Appropriateness and Comprehensiveness of Using ChatGPT for Perioperative Patient Education in Thoracic Surgery in Different Language Contexts: Survey Study

doi:10.2196/46900

Short Paper

¹Department of Thoracic Surgery, The First Affiliated Hospital of Soochow University, Suzhou, China

²Department of Obstetrics and Gynecology, The First Affiliated Hospital of Soochow University, Suzhou, China

³Department of Cardiothoracic Surgery, Jinling Hospital, Medical School of Nanjing University, Nanjing, China

*these authors contributed equally

Corresponding Author:

Jun Zhao, PhD

Department of Thoracic Surgery

The First Affiliated Hospital of Soochow University

899 Pinghai Road

Gusu District

Suzhou, 215006

China

Phone: 86 15250965957

Email: zhaojia0327@126.com

Background: ChatGPT, a dialogue-based artificial intelligence language model, has shown promise in assisting clinical workflows and patient-clinician communication. However, there is a lack of feasibility assessments regarding its use for perioperative patient education in thoracic surgery.

Objective: This study aimed to assess the appropriateness and comprehensiveness of using ChatGPT for perioperative patient education in thoracic surgery in both English and Chinese contexts.

Methods: This pilot study was conducted in February 2023. A total of 37 questions focused on perioperative patient education in thoracic surgery were created based on guidelines and clinical experience. Two sets of inquiries were made to ChatGPT for each question, one in English and the other in Chinese. The responses generated by ChatGPT were evaluated separately by experienced thoracic surgical clinicians for appropriateness and comprehensiveness based on a hypothetical draft response to a patient’s question on the electronic information platform. For a response to be qualified, it required at least 80% of reviewers to deem it appropriate and 50% to deem it comprehensive. Statistical analyses were performed using the unpaired chi-square test or Fisher exact test, with a significance level set at P<.05.

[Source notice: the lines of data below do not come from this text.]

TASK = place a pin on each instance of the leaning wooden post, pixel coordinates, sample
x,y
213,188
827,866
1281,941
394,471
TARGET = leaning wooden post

Results: The set of 37 commonly asked questions covered topics such as disease information, diagnostic procedures, perioperative complications, treatment measures, disease prevention, and perioperative care considerations. In both the English and Chinese contexts, 34 (92%) out of 37 responses were qualified in terms of both appropriateness and comprehensiveness. The remaining 3 (8%) responses were unqualified in these 2 contexts. The unqualified responses primarily involved the diagnosis of disease symptoms and surgical-related complications symptoms. The reasons for determining the responses as unqualified were similar in both contexts. There was no statistically significant difference (34/37, 92% vs 34/37, 92%; P=.99) in the qualification rate between the 2 language sets.

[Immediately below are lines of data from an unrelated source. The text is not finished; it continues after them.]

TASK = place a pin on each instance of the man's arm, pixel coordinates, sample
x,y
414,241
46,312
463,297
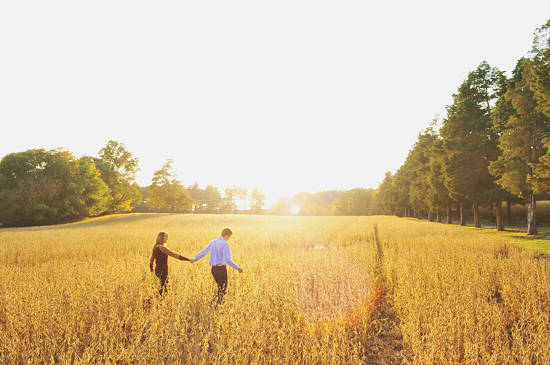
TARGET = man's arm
x,y
203,253
226,254
167,251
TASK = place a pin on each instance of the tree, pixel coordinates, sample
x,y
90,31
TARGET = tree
x,y
39,187
167,191
471,142
197,194
118,169
228,202
258,201
242,193
520,170
212,199
385,196
538,69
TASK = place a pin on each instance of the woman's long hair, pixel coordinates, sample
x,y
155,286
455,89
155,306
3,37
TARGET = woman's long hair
x,y
160,238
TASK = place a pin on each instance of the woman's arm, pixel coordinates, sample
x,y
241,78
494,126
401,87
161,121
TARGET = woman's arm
x,y
152,260
165,250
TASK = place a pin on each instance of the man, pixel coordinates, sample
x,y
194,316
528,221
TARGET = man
x,y
220,256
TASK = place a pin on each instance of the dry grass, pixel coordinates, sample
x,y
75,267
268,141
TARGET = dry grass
x,y
316,290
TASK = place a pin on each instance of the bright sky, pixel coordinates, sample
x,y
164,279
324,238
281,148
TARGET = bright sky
x,y
287,96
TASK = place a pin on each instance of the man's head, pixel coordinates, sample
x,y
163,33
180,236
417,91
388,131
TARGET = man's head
x,y
227,232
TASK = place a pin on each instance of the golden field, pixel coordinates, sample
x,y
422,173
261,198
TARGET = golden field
x,y
315,290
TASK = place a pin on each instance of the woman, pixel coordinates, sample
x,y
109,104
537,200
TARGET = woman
x,y
160,255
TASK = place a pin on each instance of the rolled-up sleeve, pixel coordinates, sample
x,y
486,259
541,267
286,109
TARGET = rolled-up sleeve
x,y
227,257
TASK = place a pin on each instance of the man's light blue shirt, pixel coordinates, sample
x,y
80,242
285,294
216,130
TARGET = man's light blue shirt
x,y
219,253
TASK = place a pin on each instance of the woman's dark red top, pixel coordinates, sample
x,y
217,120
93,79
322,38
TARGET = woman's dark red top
x,y
161,260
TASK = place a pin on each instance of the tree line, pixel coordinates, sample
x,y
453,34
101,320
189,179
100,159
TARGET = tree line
x,y
44,187
492,147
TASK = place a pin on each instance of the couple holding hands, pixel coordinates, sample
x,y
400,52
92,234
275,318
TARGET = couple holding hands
x,y
220,256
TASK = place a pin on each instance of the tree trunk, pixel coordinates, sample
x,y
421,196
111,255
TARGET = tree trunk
x,y
477,221
531,219
430,217
498,213
462,215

Conclusions: This pilot study demonstrates the potential feasibility of using ChatGPT for perioperative patient education in thoracic surgery in both English and Chinese contexts. ChatGPT is expected to enhance patient satisfaction, reduce anxiety, and improve compliance during the perioperative period. In the future, there will be remarkable potential application for using artificial intelligence, in conjunction with human review, for patient education and health consultation after patients have provided their informed consent.

Interact J Med Res 2023;12:e46900

doi:10.2196/46900

Keywords

patient education; ChatGPT; Generative Pre-trained Transformer; thoracic surgery; evaluation; patient; education; surgery; thoracic; language; language model; clinical workflow; artificial intelligence; AI; workflow; communication; feasibility

The release of a dialogue-based artificial intelligence (AI) language model called ChatGPT (OpenAI) [1] has garnered global attention. ChatGPT is an advanced language model developed by OpenAI for generating human-like text responses and engaging in interactive conversations. It has been trained on a large corpus of internet text and has extensive applications in natural language understanding, question answering, language generation, and interactive dialogue. Several studies have documented the utilization of ChatGPT in the medical field, such as clinical decision assistance [2,3], medical document generation [4,5], and medical question answering [6-8]. ChatGPT demonstrates substantial potential in assisting health care professionals with real-time, web-based health consultations by providing patients with disease- or treatment-related knowledge and education. For example, Yeo et al [7] assessed the accuracy and reproducibility of ChatGPT in answering questions about cirrhosis and hepatocellular carcinoma and found that ChatGPT displayed extensive knowledge on cirrhosis (79.1% correct) and hepatocellular carcinoma (74% correct). Responses generated by ChatGPT regarding cardiovascular disease prevention queries were also graded as appropriate (21/25, 84%) in an exploratory study [8], demonstrating the potential of interactive AI to assist clinical workflows by augmenting patient education and patient-clinician communication.

Perioperative patient education is acknowledged as a critical component of thoracic surgical recovery. Enhancing patients’ understanding of the general information of their disease, treatment plans, and recovery process has been shown to increase patient satisfaction, reduce undue anxiety, and increase their involvement in surgical recovery [9]. Until now, limited research has evaluated the use of ChatGPT for perioperative patient education in thoracic surgery. Moreover, most studies assessing the use of ChatGPT in the medical field have been conducted in English contexts. Considering that Chinese is also one of the most widely spoken languages worldwide, this study aimed to assess the appropriateness and comprehensiveness of using ChatGPT in perioperative patient education in both English and Chinese contexts.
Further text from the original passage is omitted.